Örneğin ; Ofisteki müdüre kızan memur,öfkesini evdeki karısına boşaltır. Memurun karısı kocasına ifade edemediği kızgınlığı denetimi altında olan gücünün yettiği çocuklarını azarlayarak ifade eder,çocuk da evdeki kedi yada köpeği tekmeler.
DUYGUDAŞLIK-BOYUN EĞME Kişinin geliştirdiği tutum “eğer insanlar beni severlerse incitemezler” biçimindedir.
Kimi insanda “ boyun eğersem beni incitmezler” anlayışı hakimdir. Bu insanların sevgi bulabilme umutları yoktur. Uysal davranışları sevgi kazanmaktan çok güvenlik sağlayabilmek amacıyla geliştirilmiştir.
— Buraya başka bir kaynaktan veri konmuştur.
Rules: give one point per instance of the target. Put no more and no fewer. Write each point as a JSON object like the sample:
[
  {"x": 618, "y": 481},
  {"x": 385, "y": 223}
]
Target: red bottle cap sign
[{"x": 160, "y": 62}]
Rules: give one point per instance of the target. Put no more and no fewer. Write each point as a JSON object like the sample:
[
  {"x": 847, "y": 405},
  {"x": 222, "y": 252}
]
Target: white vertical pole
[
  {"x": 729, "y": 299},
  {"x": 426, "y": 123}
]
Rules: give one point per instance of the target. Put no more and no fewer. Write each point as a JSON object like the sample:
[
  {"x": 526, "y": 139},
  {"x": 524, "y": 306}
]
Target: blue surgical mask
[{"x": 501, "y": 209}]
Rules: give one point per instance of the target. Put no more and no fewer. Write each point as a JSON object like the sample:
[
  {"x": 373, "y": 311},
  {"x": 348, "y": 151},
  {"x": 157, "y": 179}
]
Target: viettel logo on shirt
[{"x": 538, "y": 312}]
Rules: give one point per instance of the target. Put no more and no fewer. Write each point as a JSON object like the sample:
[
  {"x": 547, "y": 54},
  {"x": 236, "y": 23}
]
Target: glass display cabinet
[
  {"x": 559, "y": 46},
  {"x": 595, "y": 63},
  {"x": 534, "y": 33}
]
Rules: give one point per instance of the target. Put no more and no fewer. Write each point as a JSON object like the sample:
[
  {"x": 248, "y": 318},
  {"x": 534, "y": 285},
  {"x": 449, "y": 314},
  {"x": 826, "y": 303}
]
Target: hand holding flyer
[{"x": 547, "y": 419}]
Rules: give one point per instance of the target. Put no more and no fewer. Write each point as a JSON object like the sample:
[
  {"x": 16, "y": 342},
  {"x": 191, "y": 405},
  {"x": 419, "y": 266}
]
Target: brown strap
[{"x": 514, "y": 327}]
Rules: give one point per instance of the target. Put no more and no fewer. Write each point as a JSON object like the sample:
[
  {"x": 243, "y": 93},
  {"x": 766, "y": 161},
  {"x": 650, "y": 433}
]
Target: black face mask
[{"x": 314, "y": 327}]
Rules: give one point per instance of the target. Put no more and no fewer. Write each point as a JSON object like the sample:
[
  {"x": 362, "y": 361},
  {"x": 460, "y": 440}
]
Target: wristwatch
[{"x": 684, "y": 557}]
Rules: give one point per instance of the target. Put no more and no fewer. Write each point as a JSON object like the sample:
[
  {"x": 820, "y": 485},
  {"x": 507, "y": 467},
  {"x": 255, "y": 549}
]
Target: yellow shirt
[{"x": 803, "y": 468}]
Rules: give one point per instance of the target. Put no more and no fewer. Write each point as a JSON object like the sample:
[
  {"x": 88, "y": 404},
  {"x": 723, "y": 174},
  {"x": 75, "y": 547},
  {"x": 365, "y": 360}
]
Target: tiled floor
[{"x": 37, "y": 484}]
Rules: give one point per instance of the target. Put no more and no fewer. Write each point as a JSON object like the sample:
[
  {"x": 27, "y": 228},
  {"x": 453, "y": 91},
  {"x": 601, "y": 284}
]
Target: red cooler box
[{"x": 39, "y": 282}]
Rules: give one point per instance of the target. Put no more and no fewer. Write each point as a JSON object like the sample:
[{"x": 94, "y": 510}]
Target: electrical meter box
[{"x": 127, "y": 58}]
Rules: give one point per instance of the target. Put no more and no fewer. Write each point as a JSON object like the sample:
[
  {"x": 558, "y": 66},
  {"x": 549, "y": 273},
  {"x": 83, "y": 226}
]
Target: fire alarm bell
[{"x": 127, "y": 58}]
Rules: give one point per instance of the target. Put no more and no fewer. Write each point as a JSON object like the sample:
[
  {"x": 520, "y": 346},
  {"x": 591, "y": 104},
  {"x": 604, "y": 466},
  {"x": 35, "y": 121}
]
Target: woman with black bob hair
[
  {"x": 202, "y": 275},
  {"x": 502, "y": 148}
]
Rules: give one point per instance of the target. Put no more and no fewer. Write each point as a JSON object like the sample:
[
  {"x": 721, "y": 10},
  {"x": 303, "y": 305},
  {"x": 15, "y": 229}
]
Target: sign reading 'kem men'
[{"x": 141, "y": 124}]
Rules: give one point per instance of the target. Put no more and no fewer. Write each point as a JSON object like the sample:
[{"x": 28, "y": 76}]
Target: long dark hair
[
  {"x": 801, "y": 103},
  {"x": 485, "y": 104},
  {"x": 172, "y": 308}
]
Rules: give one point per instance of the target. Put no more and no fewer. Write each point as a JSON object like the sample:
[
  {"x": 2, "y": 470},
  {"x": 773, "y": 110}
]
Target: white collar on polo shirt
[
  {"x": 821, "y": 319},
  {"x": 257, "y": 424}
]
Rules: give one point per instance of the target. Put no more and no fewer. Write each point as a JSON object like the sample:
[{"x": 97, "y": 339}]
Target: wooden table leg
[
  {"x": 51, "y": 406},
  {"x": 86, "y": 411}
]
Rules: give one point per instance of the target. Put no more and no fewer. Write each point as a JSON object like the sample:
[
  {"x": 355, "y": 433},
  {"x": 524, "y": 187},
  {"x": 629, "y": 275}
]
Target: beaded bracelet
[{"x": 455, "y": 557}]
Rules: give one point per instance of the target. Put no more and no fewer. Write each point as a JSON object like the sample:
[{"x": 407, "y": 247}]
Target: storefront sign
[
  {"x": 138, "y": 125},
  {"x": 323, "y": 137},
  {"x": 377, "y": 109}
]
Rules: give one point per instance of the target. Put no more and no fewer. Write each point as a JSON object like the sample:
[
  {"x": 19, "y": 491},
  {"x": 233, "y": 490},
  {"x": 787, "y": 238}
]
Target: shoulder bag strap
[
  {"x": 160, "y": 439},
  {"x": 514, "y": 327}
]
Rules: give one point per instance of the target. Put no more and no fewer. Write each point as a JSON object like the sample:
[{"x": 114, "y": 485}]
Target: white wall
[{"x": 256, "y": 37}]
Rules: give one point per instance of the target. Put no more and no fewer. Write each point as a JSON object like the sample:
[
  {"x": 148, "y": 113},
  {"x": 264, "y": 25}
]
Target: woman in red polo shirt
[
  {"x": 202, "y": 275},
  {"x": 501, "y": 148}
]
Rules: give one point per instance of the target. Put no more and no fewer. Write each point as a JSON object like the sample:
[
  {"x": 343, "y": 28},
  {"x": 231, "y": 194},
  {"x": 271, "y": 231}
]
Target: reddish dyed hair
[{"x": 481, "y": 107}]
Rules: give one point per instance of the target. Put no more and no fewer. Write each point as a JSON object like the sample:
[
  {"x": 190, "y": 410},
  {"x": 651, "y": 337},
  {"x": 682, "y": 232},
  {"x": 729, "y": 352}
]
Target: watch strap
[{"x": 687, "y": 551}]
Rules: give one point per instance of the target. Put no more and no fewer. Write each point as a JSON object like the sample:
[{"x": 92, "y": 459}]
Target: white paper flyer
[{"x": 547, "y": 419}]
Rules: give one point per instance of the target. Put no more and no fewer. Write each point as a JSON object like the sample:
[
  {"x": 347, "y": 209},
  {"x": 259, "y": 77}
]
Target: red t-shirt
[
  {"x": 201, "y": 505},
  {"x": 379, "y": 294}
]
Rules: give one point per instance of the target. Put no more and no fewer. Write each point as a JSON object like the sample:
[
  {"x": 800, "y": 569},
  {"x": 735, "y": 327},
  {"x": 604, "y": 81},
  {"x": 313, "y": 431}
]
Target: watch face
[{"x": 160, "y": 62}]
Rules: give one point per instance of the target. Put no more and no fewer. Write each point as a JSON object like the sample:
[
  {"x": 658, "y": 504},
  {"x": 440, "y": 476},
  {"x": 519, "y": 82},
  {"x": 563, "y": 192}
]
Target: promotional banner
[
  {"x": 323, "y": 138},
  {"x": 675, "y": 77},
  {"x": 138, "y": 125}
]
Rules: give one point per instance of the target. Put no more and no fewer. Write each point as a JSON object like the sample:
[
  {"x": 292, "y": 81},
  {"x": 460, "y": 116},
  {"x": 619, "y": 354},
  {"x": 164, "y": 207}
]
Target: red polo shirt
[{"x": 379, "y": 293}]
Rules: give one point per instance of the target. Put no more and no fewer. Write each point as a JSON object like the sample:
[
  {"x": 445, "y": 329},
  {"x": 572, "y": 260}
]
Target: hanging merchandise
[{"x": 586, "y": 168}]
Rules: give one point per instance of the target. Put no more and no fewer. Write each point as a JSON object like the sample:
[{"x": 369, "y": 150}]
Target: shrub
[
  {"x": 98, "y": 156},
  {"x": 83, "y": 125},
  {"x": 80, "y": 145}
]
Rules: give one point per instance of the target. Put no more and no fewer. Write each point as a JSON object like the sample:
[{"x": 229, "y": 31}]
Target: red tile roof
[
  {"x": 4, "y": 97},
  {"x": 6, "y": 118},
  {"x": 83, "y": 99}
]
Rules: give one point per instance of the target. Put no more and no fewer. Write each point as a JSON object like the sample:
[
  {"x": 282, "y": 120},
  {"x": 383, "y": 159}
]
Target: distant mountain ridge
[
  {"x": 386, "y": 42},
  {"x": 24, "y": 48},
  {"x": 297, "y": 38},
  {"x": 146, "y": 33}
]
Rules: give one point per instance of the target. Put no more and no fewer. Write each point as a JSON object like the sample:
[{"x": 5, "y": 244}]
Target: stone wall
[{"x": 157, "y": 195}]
KARŞIT TEPKİ OLUŞTURMA İstenmeyen duygu ve düşüncenin tam karşıtı olan bilinçli tutum ve davranışlar geliştirmektir. Suçluluk duygusu yaratan davranışlarının tam karşıtı bir düşünceyi edinerek bireyi koruma amacındadır. İçsel dürtülere engeller koyarak baskı mekanizmasını pekiştirir ve olumsuz dürtüleri bilinçten uzak tutma şeklinde işler.
Örneğin ; İçinde karşı cinse yönelik yoğun dürtüler duyan evli bir erkeğin çevresindekilere ahlaksızlığın ne kadar kötü olduğunu ve herkesin mutlaka eşine sadık kalması gerektiğini söylemesi.
GERİLEME Ağır bir sorunla karşı karşıya kalan bir kişinin bir çocuk gibi davranması ve erişkin bir insan gibi değil de aynı bir çocuk gibi tepkiler vermesidir.
İnsanlar niçin gerileme gösterir?
Ortaya attığı ve savunduğu görüşlerde yenilgiye uğradığında ağlama nöbeti geçiren bir yetişkin çocukken ana babasının yaptığı gibi etrafındakilerin kendisine anlayışlı davranmasını bekleyebilir.